Device memory VS Shared memory

Which one is faster to access within the kernel?

Thanks a lot. :D

“Device” memory is the same as “global” memory. It’s unfortunate that there’s this discrepancy in terminology. I’m sure you know global memory is much slower than shared.

I haven’t figure out how to fit the data into shared memory, so I use device memory as the input and out of the kernel. By acomparing the time between CUDA code and CPU code(same algorithm), the performance got enhanced 4 times. So I bring out the questions, what’s the performance difference between shared memory and global memory.

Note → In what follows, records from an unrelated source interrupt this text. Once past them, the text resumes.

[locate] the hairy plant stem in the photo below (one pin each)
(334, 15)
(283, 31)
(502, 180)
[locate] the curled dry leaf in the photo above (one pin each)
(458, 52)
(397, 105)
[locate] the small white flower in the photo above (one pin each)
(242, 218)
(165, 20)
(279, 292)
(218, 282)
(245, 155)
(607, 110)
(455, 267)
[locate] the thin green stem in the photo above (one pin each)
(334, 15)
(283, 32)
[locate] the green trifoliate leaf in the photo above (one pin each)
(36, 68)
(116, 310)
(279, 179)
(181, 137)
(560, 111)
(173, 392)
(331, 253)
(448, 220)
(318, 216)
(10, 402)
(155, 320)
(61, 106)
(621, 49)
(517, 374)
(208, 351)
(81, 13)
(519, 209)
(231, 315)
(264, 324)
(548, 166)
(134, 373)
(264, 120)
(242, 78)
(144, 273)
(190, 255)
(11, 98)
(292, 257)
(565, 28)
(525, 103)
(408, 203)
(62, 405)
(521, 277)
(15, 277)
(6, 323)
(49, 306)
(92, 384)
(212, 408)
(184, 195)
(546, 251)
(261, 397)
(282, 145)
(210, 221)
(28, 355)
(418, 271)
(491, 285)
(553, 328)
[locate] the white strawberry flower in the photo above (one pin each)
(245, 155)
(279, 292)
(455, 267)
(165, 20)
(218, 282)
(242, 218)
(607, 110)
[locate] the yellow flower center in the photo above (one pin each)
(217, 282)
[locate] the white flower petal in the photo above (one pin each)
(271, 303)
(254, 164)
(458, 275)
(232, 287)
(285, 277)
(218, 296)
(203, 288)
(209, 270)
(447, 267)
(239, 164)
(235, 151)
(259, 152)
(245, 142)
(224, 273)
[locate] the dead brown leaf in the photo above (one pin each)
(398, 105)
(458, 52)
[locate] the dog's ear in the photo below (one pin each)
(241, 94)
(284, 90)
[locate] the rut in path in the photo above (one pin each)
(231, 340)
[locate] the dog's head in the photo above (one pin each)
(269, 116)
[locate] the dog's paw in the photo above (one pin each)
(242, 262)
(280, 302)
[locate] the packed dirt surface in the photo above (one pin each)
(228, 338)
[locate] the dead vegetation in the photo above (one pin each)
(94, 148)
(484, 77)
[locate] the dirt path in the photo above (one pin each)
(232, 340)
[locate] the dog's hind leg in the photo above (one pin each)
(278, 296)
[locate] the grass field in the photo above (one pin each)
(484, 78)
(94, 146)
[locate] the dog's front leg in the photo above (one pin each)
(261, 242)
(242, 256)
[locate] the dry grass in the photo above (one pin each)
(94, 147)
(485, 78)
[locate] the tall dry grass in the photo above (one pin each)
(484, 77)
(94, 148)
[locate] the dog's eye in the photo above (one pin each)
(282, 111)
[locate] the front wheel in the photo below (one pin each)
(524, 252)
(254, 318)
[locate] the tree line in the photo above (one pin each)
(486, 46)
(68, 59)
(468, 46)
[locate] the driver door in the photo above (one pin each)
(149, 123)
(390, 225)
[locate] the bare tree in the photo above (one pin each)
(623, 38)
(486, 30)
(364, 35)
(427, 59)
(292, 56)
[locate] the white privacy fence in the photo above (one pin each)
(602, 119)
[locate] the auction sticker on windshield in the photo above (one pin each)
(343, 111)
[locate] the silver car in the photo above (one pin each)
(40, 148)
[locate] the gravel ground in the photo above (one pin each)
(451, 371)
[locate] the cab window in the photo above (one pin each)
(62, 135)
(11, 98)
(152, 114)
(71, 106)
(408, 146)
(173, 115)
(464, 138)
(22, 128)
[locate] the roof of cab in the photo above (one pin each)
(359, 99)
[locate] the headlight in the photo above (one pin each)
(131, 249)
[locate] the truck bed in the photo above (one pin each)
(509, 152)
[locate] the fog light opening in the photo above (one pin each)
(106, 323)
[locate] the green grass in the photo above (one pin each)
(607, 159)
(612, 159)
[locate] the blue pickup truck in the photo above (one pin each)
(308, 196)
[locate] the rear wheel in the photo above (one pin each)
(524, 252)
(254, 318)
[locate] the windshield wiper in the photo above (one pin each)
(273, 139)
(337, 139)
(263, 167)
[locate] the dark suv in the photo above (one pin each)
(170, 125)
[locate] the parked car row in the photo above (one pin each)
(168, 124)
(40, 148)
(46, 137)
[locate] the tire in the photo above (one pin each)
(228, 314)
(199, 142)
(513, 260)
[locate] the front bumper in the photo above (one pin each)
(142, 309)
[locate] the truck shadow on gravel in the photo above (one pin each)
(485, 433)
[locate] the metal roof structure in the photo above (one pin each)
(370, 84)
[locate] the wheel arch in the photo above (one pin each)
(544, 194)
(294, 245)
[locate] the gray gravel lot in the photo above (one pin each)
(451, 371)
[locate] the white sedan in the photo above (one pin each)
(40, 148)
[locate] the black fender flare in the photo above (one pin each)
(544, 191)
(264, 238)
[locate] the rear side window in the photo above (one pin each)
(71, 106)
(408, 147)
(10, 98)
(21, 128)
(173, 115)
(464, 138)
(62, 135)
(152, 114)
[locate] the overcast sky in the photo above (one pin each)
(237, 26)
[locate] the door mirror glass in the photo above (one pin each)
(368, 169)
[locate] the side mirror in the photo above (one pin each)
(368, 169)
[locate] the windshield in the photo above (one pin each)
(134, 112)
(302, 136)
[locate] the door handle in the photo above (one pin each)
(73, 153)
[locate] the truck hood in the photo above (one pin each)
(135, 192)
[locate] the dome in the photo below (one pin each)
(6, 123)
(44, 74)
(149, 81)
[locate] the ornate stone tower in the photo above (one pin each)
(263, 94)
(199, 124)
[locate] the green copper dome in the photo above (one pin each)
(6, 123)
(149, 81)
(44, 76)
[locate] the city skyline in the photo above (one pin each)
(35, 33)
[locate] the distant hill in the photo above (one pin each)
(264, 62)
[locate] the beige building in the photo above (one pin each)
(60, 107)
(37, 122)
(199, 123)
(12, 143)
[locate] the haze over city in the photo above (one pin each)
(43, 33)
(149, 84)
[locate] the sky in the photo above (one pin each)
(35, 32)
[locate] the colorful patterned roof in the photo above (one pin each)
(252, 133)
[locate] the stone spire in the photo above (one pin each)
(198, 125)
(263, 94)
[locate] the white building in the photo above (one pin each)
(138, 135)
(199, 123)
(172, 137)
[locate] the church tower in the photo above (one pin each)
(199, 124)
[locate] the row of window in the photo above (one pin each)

Thanks a lot for the answer.

all input to a kernel goes through global memory. shared memory is filled inside a kernel, the acces to this shared memory is much faster (almost as fast as accessing a register). It is however only beneficial if threads have to work together or acess the same values from global memory to use shared memory.
You can find plenty of uses for shared memory in the SDK examples.

If the memory you need to access is read-only on the GPU side, you may also want to look at constant memory. This is global memory, more than shared memory (64 K vs 16 K), but cached, can be read and written from the host and read from the device. I used it very beneficially in one case, being able to stuff data into constant memory for a speedup increase from roughly 20x to 680x ! (vs CPU). Beyond that, global memory is VERY slow, but whether that really hurts performance, depends on your memory access patterns. The idea of having many threads running in parallel on the GPU is to hide memory latencies. In another example where my amount of “constant” data is so large that it barely fits in global memory, I can still achieve speedups up to 250x (vs CPU), because the latencies can be hidden well enough. CPU codes are optimized as much as possible, so the speedups are quite reasonable (GPU: 9800GT)